De ahí que veamos a nuestras tías creyendo que el proceso de paz va a traer sobre el país al rayo sodomizador, pero también al gomelazo de turno creyendo que Uribito es un perseguido político, y a la familia lejana de Miami creyendo que Trump va a hacer a “América” grande otra vez, como si ir de Punta Arenas a Tijuana fuera un paseo de olla.
Ahora sí, no más lora. Va la hipótesis: Creemos que realmente nunca fuimos una sociedad tolerante, racional y ponderada. Tal vez al no tener amplificación social, nuestros prejuicios, odios y miedos se quedaban en la sala de la casa y no pasaban de ser los insultos que el abuelo le gritaba a la nube.

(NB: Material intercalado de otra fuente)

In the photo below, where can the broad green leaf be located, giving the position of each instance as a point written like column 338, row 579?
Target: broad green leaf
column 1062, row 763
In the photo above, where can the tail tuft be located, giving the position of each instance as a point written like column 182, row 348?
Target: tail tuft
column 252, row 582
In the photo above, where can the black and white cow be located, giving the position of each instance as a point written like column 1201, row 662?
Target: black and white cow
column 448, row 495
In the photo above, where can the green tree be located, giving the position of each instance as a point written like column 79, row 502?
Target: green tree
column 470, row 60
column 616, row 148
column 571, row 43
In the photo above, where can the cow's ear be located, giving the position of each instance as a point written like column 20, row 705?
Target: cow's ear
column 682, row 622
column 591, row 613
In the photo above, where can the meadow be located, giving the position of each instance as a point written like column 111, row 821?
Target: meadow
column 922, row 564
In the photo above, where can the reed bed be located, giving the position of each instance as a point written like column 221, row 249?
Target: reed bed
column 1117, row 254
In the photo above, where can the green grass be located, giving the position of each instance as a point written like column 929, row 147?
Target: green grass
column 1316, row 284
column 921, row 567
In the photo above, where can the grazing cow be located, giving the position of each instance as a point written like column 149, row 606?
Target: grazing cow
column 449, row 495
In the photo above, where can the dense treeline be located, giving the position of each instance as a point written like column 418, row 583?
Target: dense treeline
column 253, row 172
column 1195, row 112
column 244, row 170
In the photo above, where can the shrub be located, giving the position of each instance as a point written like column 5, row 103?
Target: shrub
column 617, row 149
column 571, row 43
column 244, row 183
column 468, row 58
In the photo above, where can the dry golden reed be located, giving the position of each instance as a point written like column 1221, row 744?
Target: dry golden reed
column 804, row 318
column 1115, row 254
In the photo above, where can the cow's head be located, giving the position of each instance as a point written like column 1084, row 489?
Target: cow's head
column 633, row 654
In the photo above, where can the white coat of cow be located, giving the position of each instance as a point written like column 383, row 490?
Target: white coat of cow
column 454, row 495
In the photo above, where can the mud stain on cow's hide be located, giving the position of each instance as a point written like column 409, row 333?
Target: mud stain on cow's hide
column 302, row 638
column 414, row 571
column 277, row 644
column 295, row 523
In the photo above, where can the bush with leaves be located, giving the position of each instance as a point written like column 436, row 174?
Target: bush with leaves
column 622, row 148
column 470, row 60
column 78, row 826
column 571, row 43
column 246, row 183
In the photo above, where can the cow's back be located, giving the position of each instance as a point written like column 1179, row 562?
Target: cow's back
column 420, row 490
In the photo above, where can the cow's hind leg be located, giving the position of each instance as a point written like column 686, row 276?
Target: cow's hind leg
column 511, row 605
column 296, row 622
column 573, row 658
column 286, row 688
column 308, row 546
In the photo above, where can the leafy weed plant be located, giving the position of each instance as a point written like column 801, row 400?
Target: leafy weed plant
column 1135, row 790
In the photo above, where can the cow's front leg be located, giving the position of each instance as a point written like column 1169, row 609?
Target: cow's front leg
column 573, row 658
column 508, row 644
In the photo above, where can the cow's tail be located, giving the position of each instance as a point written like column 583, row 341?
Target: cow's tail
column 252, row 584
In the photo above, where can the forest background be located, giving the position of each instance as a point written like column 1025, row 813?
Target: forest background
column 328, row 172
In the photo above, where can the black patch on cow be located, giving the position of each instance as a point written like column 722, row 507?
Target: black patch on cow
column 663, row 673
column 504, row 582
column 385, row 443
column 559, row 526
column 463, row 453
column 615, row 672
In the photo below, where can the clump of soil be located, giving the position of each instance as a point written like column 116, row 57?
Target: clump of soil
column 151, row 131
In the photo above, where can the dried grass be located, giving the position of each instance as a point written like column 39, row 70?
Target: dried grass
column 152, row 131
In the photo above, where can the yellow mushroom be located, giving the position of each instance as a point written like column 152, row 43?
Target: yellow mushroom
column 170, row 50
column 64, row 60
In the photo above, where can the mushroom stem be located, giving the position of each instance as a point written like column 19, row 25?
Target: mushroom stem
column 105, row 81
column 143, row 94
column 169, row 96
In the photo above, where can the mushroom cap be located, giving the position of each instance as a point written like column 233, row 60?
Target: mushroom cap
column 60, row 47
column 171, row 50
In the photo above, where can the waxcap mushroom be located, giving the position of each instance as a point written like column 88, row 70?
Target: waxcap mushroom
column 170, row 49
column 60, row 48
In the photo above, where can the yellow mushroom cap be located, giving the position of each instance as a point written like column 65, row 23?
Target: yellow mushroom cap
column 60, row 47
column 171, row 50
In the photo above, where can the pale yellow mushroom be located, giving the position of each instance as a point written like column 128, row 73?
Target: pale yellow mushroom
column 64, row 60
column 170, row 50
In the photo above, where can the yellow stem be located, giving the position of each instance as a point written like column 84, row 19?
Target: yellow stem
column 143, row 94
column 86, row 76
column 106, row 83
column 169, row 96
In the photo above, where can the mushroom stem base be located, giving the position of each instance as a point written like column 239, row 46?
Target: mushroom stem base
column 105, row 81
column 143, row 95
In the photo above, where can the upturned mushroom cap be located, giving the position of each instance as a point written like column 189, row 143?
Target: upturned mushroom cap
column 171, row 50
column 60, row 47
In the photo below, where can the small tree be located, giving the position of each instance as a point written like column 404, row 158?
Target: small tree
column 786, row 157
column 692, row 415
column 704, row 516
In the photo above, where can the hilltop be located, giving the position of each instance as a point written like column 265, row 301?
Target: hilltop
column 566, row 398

La “Mayoría Silenciosa”, a la que le habló Nixon, de repente pudo hablar. Y lo que dijo no fue bonito. En Colombia creímos que, a pesar de ser un país profundamente católico y conservador, en el fondo nos regíamos por principios democráticos, comíamos con la boca cerrada y sin poner los codos en la mesa y respetábamos las instituciones, además de confiar en una justicia paquidérmica y medio corrupta, pero “a lo bien” después de todo. Mientras, nuestra mayoría silenciosa odiaba en secreto ese nuevo país multiétnico, diverso y complejo que salió de la constitución del 91.
Algunos piden que solo periodistas con carné informen para que no terminen las tías enterándose de lo que pasa en el mundo a través del vértigo informativo de sus grupos de whatsapp.
Pero creemos que el problema no está ahí, por más ganas que nos den de poner en eterno mute a Fernando Londoño. Tampoco en las facultades de periodismo, las redes sociales o en Actualidad Panamericana. El problema está en nosotros como lectores: en la ingenuidad con que nos acercamos a la información a pesar de preciarnos de ser la gente más avispada del mundo, y, sobre todo, en nuestra tendencia tan humana a moldear la realidad según nuestros anhelos, pero, sobre todo, nuestros miedos más jarochos.
Es que como público, nosotros (pero también nuestras tías alarmistas) devoramos con fruición y compartimos cadenas de Whatsapp como si fueran una morcilla que sistemáticamente nos negamos a ver cómo fue hecha.
Hay quienes dicen que hay que educar a las audiencias, y hay quienes creen que ser educado es tener buenos modales. La verdad, no creemos que las noticias falsas sean un problema en sí o una amenaza para la sociedad. Creemos que poniéndoles algoritmos en las redes que restrinjan su difusión simplemente estamos abriéndole la puerta a la censura. Y ni hablar de marcarlas con una etiqueta tipo “Atención amiguitos: noticia falsa” o “Alerta sarcasmo”.
Las noticias falsas son parte de la libertad de expresión. Obvio, hay que distinguir entre las que nacen de la sátira y de la parodia y aquellas que sin gracia alguna buscan pescar en el río revuelto de la confusión informativa. El caso es que ellas no son el problema. Una guerra en contra sería tan efectiva como la que se ha librado estúpidamente contra las drogas. La demanda sigue y seguirá intacta. Además, al final del día, para desinformar y decir mentiras ya hay medios especializados con infraestructura y personal suficiente, además de acceso a canales de televisión con cobertura nacional.